Some hospitals have already hired traveling nurses and suspended elective surgeries. But staffing "continues to be a challenge amid heavy patient counts," Burgum's office said.
Health care workers infected with coronavirus can keep working in COVID-19 units "so long as they remain asymptomatic and additional precautions are taken as recommended by the Centers for Disease Control and Prevention and the North Dakota Department of Health to protect the worker and the community," the governor's office said.
Such precautions include taking the health care worker's temperature daily and wearing a face mask.
Retired health care workers are asked to help
"Many nurses are coming out of retirement to deal with this issue," said Gerard Brogan, director of nursing practice for National Nurses United, the largest union of registered nurses in the U.S.
Like many states, Wisconsin is grappling with both an onslaught of COVID-19 patients and a heavily strained health care system.
"The number of staff out due to illness or quarantine is also a factor in our staffing needs," said Laura Hieb, chief nursing officer at Bellin Health Systems in Green Bay.
So Bellin has asked retired health care workers to return.
"They are helping in some of our high-need areas like testing sites, follow-up phone calls and data entry. Some have worked in clinical areas, but due to age and other factors, most are not working on the front lines," she said.
Video below: Coronavirus surge puts strain on hospital staffing
The health care system has redeployed or rehired more than 200 people, Hieb said. They include retirees as well as "a good number of Bellin College faculty and students helping in low-level jobs."
Hieb said there's a key difference between this fall COVID-19 surge and previous surges: "The volume of inpatients is greater than last time."
Doctors plead for personal responsibility
For many months, Americans have heard "we must flatten the curve so as to not overwhelm the hospitals," Brogan said.
Yet here we are again: Hospitals are at or near capacity, starting to divert patients and delaying certain surgeries.
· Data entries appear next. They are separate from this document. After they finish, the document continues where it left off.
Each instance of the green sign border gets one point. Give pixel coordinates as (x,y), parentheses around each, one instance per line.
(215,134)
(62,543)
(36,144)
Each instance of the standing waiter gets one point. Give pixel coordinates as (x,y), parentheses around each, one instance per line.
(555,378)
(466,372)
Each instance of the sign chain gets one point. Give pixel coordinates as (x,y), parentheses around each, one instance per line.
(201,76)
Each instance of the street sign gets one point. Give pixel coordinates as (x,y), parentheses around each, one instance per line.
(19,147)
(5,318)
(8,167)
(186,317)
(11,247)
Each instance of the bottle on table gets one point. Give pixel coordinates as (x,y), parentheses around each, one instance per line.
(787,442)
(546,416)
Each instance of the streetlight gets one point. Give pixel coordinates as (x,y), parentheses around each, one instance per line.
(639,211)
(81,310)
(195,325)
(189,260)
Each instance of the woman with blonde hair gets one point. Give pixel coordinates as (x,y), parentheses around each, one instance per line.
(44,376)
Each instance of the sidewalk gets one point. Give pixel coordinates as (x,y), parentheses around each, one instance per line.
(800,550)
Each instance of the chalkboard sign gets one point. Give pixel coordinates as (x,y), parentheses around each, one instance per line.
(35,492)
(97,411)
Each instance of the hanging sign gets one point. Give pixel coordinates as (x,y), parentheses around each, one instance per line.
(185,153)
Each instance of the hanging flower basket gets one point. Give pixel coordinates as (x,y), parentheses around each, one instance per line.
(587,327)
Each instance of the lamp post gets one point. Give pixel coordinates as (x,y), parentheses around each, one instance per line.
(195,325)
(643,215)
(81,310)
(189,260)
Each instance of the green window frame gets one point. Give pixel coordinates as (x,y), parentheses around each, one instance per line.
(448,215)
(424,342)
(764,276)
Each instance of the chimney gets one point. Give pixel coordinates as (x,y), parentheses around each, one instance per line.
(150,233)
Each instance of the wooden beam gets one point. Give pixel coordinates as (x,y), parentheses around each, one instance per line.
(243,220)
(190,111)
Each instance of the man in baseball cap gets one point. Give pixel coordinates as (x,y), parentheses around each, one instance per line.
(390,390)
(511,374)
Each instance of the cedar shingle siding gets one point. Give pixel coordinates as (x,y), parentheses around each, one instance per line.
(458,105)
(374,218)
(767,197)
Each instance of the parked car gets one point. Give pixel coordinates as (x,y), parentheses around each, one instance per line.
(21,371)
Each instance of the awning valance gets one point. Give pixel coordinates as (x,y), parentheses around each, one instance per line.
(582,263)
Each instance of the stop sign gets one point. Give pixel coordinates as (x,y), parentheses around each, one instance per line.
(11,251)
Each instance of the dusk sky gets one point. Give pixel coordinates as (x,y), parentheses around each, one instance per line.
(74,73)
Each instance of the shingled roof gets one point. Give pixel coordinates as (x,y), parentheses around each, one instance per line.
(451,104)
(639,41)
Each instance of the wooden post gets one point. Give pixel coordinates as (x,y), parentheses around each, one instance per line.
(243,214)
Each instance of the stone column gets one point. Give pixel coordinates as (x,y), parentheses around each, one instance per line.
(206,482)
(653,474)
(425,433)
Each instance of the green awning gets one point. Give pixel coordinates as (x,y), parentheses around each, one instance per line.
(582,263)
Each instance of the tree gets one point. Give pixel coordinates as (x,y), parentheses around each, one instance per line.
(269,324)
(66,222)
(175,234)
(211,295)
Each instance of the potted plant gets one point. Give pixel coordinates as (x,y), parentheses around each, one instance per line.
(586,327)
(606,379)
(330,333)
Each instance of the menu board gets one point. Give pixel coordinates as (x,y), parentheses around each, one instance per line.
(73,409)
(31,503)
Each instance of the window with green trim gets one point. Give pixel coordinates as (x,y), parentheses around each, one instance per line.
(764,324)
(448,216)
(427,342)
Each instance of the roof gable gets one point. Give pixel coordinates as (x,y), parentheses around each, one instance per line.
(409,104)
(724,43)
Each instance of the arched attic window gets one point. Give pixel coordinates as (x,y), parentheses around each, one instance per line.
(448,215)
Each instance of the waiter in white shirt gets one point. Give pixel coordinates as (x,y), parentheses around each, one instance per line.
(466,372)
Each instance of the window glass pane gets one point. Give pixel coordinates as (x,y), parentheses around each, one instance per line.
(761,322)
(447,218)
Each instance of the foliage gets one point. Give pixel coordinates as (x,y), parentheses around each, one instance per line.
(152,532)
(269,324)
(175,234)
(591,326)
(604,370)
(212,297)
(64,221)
Why?
"I think it's pretty simple: People will not behave themselves," Brogan said.
"There's a whole lot of people who think this is a 'plandemic.' They don't believe the science," he said.
"There's this myth among the youth that they can't get COVID. People aren't social distancing. People aren't wearing masks. It's a misinformation campaign that's exacerbating this pandemic."
Dr. Emily Spivak, who's been treating COVID-19 patients in Salt Lake City, said it's "super frustrating" that many people won't take simple steps to help — such as physical distancing, mask wearing and hand washing.
"I don't see an end. No one's doing anything to stop what's happening," she said.
"It's kind of like people just are going out and living their lives not realizing that they are exhausting our health care system."
It's important to remember health care workers are "really putting their lives and their safety at risk," said Dr. Anthony Fauci, director of the National Institute of Allergy and Infectious Diseases.
Many have lost their lives. More than 1,700 health care workers in the U.S. have died from COVID-19, National Nurses United reported in late September.
It's a tragedy not just for their loved ones and colleagues but also for patients who relied on their care.
And exhausted nurses working 12-hour shifts are sometimes caring for twice as many patients as they normally would, Brogan said.
For those who don't think they'll be personally affected by this crisis, don't count on your luck lasting, he said.
"Do not overwhelm the system. If you do not have a close relative or a loved one or someone in your neighborhood who's suffered from COVID, you will in the future unless you adhere to these basic public health measures," Brogan said.
"It's a little sacrifice now for the greater gain for all."